Appendix A, “ISO 3166 Country Names and Abbreviations,” lists country codes for use with internationalization and localization.
This manual assumes that you are writing an application that executes under IRIX version 6.2 or later, and that you are familiar with the programming conventions of UNIX in general and IRIX in particular.
All examples are in the C language, although the descriptions are valid for C++ or any other language that provides access to IRIX kernel functions, such as Silicon Graphics Ada95 or MIPSpro Fortran 90.

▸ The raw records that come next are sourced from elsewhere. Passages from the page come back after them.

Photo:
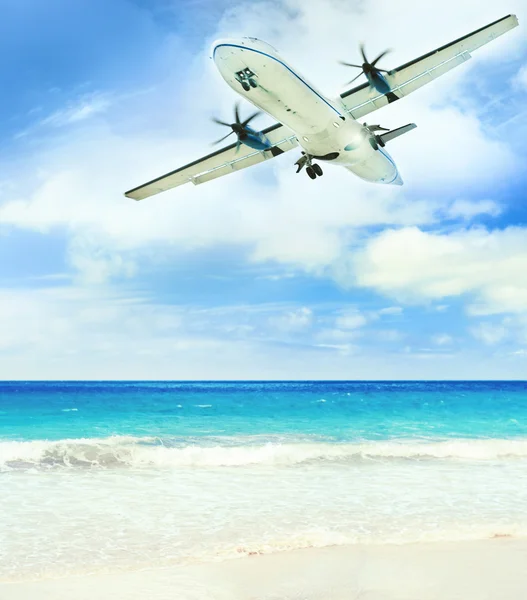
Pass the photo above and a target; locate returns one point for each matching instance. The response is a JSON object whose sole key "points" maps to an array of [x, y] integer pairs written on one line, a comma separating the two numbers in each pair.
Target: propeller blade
{"points": [[247, 121], [376, 128], [221, 122], [379, 57], [354, 79], [350, 64], [223, 138], [361, 47]]}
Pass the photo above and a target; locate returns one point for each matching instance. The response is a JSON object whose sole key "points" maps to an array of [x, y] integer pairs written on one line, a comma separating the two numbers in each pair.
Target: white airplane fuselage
{"points": [[322, 126]]}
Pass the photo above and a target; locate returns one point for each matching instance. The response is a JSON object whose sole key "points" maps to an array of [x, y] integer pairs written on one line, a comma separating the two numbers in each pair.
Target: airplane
{"points": [[326, 130]]}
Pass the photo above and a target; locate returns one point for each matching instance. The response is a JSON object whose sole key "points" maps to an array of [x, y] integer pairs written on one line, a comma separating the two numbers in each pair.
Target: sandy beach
{"points": [[472, 570]]}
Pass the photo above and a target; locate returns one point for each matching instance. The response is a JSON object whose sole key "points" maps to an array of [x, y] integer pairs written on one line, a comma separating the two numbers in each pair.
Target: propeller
{"points": [[239, 127], [374, 128], [368, 68]]}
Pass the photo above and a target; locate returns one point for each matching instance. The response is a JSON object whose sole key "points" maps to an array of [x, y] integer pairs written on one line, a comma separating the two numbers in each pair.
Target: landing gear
{"points": [[247, 79], [312, 170]]}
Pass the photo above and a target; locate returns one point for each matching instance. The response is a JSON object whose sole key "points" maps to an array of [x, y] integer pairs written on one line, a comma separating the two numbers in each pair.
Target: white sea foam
{"points": [[129, 451]]}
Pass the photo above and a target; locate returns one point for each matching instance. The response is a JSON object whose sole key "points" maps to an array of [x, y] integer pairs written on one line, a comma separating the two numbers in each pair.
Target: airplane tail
{"points": [[276, 151]]}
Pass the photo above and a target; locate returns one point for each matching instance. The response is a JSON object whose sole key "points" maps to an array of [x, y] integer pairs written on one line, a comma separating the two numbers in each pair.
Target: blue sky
{"points": [[262, 274]]}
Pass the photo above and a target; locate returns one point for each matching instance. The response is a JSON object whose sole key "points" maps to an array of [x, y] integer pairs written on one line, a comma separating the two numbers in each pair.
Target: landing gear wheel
{"points": [[311, 172]]}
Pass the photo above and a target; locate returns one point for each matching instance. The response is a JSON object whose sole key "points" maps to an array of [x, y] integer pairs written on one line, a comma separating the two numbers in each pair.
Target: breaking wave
{"points": [[149, 452]]}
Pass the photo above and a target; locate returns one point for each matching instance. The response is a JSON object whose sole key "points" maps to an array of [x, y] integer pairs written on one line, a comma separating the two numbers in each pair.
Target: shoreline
{"points": [[468, 570]]}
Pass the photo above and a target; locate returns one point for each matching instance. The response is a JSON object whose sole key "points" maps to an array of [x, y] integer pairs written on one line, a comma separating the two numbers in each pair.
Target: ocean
{"points": [[112, 476]]}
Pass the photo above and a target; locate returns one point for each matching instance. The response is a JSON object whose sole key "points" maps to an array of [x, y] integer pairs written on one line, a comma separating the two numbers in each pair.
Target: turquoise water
{"points": [[334, 410], [108, 476]]}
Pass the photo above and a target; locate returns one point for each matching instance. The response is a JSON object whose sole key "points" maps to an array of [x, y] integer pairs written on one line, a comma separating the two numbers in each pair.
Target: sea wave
{"points": [[144, 452]]}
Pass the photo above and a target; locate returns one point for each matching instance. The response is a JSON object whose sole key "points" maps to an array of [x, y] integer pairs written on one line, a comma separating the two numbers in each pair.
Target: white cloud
{"points": [[288, 218], [81, 109], [293, 321], [351, 319], [520, 80], [467, 209], [489, 333], [391, 310], [75, 183], [416, 266], [442, 339]]}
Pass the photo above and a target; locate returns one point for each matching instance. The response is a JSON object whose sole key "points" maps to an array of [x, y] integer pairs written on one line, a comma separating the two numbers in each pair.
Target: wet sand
{"points": [[473, 570]]}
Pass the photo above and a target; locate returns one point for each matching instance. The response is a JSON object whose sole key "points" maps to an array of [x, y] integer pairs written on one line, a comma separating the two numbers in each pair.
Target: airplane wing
{"points": [[219, 163], [407, 78]]}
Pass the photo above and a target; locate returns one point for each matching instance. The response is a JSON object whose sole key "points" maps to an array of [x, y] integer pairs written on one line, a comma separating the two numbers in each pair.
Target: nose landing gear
{"points": [[312, 170], [246, 79]]}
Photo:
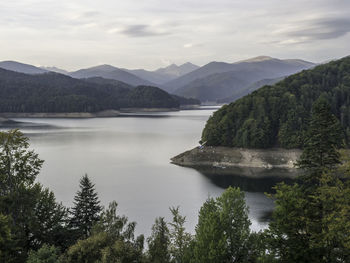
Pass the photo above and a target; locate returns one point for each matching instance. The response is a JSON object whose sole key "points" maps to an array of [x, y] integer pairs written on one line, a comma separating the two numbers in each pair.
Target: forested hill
{"points": [[53, 92], [277, 115]]}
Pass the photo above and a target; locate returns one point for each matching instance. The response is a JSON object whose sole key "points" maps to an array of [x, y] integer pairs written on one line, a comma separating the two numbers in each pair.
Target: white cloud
{"points": [[80, 33]]}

In addition to this manual, which covers specific IRIX features, you will need to refer to Silicon Graphics manuals that describe compilers and programming languages. Some of the most useful are listed in Table i.
Overview of the IRIX library of manuals for developers
Programming on Silicon Graphics Systems: An Overview
Compiling, linking, and tuning programs in C, C++, or Fortran
MIPSpro Compiling and Performance Tuning Guide
Writing modules in assembly language.
MIPSpro Assembly Language Programmer's Guide
C Language Reference Manual
C++ Language System Overview
MIPSpro Fortran 77 Programmer's Guide
MIPSpro Fortran 90 Programmer's Guide
IRIX Admin: System Configuration and Tuning
Writing real-time applications
REACT/Pro Real Time Programmer's Guide
Controlling devices directly
IRIX Device Driver Programmer's Guide
Details of the MIPS processor hardware
MIPS R4000 Microprocessor User's Manual
You can find additional information about internationalization from X/Open Company Limited. X/Open Portability Guide, Volume 1, XSI Commands and Utilities, Volume 2; XSI System Interface; and Volume 3, XSI Supplementary Definitions. Berkshire, United Kingdom. Prentice-Hall, Inc.
Silicon Graphics manuals are usually read online using IRIS InSight. This manual and many of the books in Table i are installed as part of the IRIS Development Foundation feature. When the books are installed or mounted on your workstation, use the command iiv, or double-click the IRIS InSight icon, to launch IRIS Insight. Then select the book you want from the “bookshelf” display.
When the manuals are not accessible to your workstation you can examine or order any Silicon Graphics manual on the World Wide Web using the following URL: http://techpubs.sgi.com.
This manual uses the conventions and symbols shown in Table ii.
Type of Information
Example of Typography
Filenames and pathnames
This structure is declared in /usr/include/sys/time.h.
IRIX command names and options used in normal text
Update these variables with systune; then build a new kernel with autoconfig -vf.
Names of program variables, structures, and data types, used in normal text
Global variable mainSema points to an IRIX semaphore, which has type usema_t.
Names of IRIX system functions, library functions, and functions in example code
Use mmap() to map an object into the address space, and munmap() to remove it.
Names of IRIX reference (man) pages. You can click on any of these to display the page
See the plock(2) reference page.
When complete lines of example code or commands are set off from normal text, they are displayed as follows.
ipcrm -s semid
Parts of the code or command that need to be typed exactly as shown are displayed in a monospaced font. Operands that you supply are italicized.